Considering adding more commands and customization options if there's interest. The tool is free for up to 1k document chunks.

Source code is on GitHub[3] and available via npm[4].

Would love any feedback on the approach or CLI design!

[1]: https://www.youtube.com/watch?v=SAV-esDsRUk [2]: https://news.ycombinator.com/item?id=43998472 [3]: https://github.com/devflowinc/trieve/blob/main/clients/cli/i... [4]: https://www.npmjs.com/package/trieve-cli

Comments

jlarocco•7mo ago
I don't really understand the point of it. It seems like a very shallow replacement for skimming (or god forbid reading) the paper, without the benefit of absorbing any of the material yourself.

I have the same critique for a lot of AI tools. We're replacing the meaningful parts of content creation and consumption with a computer so we can pass it off as having created or understood it ourselves. It just seems pointless.

skeptrune•7mo ago
Sometimes you just want a quick answer to a question though. I agree that tools like this aren't something I'd use to consume some content I'm actually interested in or produce something I think of as high quality.

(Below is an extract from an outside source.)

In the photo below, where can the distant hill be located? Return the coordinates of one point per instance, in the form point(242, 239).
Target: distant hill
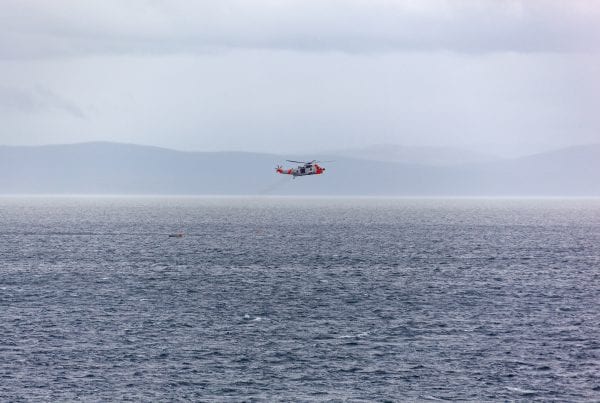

However, I also want to flag that the cool part about the agent loop is that it feels less like skimming since you can watch the LLM search, evaluate results, search again, evaluate results, and repeat until it's happy that it has enough information to actually answer.

behnamoh•7mo ago
Your comment got me thinking about what it really means to understand something. Is it just about remembering the facts or the ideas? Or is it more about being aware of them? I’ve watched a ton of YouTube videos and read a bunch of articles about physics, but I can’t remember how to derive those equations a few weeks later. So, I don’t feel like I really understand them. But if I have an idea about how to do it, how much of it is just memory, and how much is actually understanding the concept? That’s been a question I’ve been thinking about for a long time. With all the AI stuff, we’ve figured out how to deal with the memory part, so we don’t have to rely on our own memories as much. But that still leaves the question: what does understanding really mean?
dingnuts•7mo ago
I've thought about this a lot in the context of "why do I need to learn facts when I can just look them up?"

Understanding a concept means you are able to use it in higher order reasoning. Think about the rote practice necessary to build intuition in mathematics until you're able to use the concept being learned for the next concept which in turn relies on it.

Once that intuition is built, that's understanding.

BeetleB•7mo ago
> It seems like a very shallow replacement for skimming

Actually, I think we have it all backwards. We're taught to skim because such tools didn't exist. Once (if!) they are reliable enough, skimming should become a dead art, like shorthand is.

One should know how to read well (in detail), when one needs to. Everything else can be delegated. Indeed, this is why people in high positions don't skim - they can afford secretaries and underlings to do the skimming for them.